A water pistol aimed horizontally projects a stream of water with an initial speed of 5.65 m/s. How far does it travel before dropping a vertical distance of 1.50 cm?
Multiply the horizontal speed component (which remains constant) by the time T that it takes the water to fall 1.50 cm.
(g/2) T^2 = 0.015 m
T = sqrt(0.03/g) = 0.0553 s
X = 0.313 m not very far!
To find the horizontal distance traveled by the stream of water before it drops a vertical distance of 1.50 cm, we can use the equations of motion.

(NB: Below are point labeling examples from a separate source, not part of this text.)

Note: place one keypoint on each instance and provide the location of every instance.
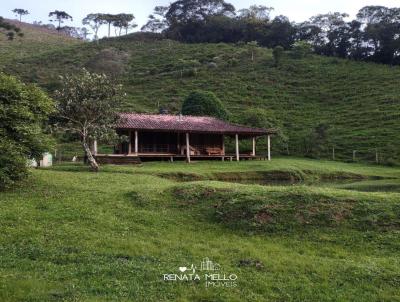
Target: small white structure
(46, 161)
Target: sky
(298, 10)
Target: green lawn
(71, 235)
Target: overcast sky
(296, 10)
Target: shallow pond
(382, 185)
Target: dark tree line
(373, 36)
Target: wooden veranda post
(136, 142)
(187, 148)
(95, 147)
(237, 146)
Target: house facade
(154, 136)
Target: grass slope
(37, 41)
(359, 101)
(72, 235)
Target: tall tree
(20, 12)
(157, 21)
(109, 19)
(94, 21)
(124, 21)
(182, 11)
(256, 12)
(382, 32)
(88, 105)
(23, 111)
(59, 17)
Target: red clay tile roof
(184, 123)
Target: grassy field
(71, 235)
(358, 101)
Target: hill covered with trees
(320, 103)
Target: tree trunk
(92, 162)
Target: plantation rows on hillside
(358, 103)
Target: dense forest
(373, 36)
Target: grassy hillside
(35, 42)
(71, 235)
(359, 101)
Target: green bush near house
(201, 103)
(23, 111)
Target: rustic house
(154, 136)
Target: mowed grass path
(71, 235)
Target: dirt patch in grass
(181, 176)
(285, 210)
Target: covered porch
(192, 138)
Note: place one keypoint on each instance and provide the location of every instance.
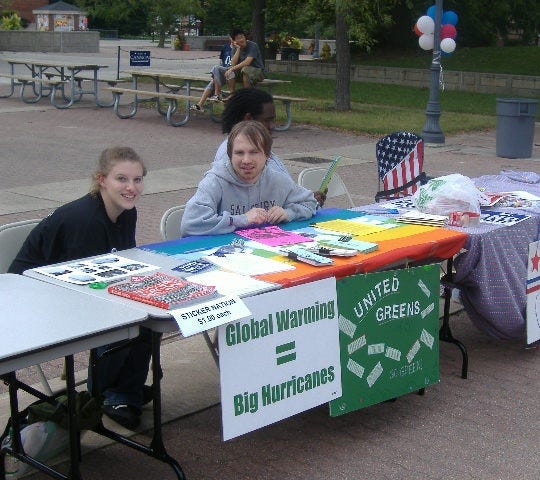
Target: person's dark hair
(237, 31)
(242, 102)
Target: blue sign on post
(139, 58)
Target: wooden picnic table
(46, 77)
(173, 86)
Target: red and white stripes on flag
(406, 170)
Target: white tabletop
(40, 322)
(160, 319)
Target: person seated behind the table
(100, 222)
(247, 64)
(253, 104)
(244, 192)
(218, 75)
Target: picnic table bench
(56, 76)
(174, 87)
(37, 83)
(170, 98)
(284, 99)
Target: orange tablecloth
(407, 243)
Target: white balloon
(426, 24)
(448, 45)
(426, 41)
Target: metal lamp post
(432, 132)
(316, 41)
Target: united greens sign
(388, 335)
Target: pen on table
(194, 250)
(388, 211)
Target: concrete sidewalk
(485, 427)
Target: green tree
(129, 17)
(167, 16)
(10, 22)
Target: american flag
(400, 158)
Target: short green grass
(514, 60)
(379, 108)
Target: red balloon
(448, 31)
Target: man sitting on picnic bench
(247, 61)
(218, 74)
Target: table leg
(69, 100)
(96, 93)
(11, 83)
(73, 426)
(16, 448)
(157, 448)
(445, 333)
(288, 121)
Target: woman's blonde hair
(108, 159)
(255, 132)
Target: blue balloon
(449, 17)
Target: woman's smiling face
(121, 187)
(247, 160)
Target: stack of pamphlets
(163, 291)
(419, 218)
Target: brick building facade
(24, 8)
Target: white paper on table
(231, 283)
(248, 264)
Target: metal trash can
(515, 127)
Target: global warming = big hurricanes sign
(282, 360)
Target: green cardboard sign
(388, 335)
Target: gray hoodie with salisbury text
(222, 199)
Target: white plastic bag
(450, 193)
(41, 440)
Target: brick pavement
(485, 427)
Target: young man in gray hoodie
(243, 192)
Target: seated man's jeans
(218, 73)
(118, 377)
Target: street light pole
(432, 132)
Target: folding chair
(169, 226)
(311, 179)
(12, 236)
(400, 160)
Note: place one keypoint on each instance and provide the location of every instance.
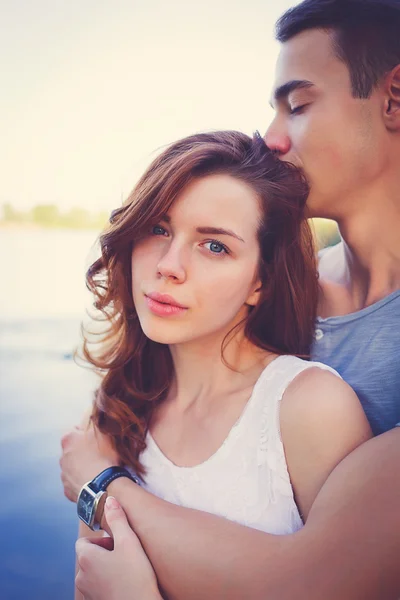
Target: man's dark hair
(366, 35)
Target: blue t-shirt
(364, 347)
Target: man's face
(337, 140)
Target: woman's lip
(164, 299)
(164, 310)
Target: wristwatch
(93, 495)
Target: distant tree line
(49, 215)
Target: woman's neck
(203, 373)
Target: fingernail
(111, 503)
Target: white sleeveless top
(246, 480)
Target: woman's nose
(171, 265)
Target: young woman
(208, 285)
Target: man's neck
(365, 267)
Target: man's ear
(392, 102)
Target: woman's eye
(158, 230)
(216, 247)
(297, 109)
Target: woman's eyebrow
(219, 231)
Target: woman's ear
(392, 101)
(254, 297)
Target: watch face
(85, 506)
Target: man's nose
(171, 264)
(277, 140)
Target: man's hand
(86, 452)
(115, 568)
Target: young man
(337, 102)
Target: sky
(92, 89)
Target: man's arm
(349, 547)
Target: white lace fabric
(246, 480)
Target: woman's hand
(86, 452)
(115, 568)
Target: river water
(42, 394)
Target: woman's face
(195, 274)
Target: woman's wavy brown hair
(136, 371)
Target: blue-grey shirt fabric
(364, 347)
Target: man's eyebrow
(218, 231)
(284, 90)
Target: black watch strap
(103, 479)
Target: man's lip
(164, 299)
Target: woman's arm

The horizontal motion is not affected by gravity, so the initial horizontal velocity remains constant.
Given:
Initial speed of the water stream, u = 5.65 m/s
Vertical distance dropped, h = 1.50 cm = 0.015 m
First, let's find the time it takes for the water to drop 0.015 m vertically.
Using the equation of motion for vertical displacement:
h = ut + (1/2)gt^2
where:
h = vertical displacement
u = initial vertical velocity (0 since it drops)
g = acceleration due to gravity (approximately 9.8 m/s^2)
t = time
Rearranging the equation, we have:
0.015 = 0 + (1/2)(9.8)(t^2)
0.015 = 4.9t^2
t^2 = 0.015 / 4.9
t^2 ≈ 0.003061
t ≈ √0.003061
t ≈ 0.0554 seconds
Now, we know that the time taken for the water to drop vertically is approximately 0.0554 seconds.
To find the horizontal distance traveled, we'll use the formula for horizontal distance:
Horizontal distance = horizontal velocity * time
The horizontal velocity remains constant and is equal to the initial speed of the water stream, which is 5.65 m/s.
Horizontal distance = 5.65 m/s * 0.0554 s
Horizontal distance ≈ 0.313 meters
Therefore, the water stream will travel approximately 0.313 meters horizontally before dropping a vertical distance of 1.50 cm.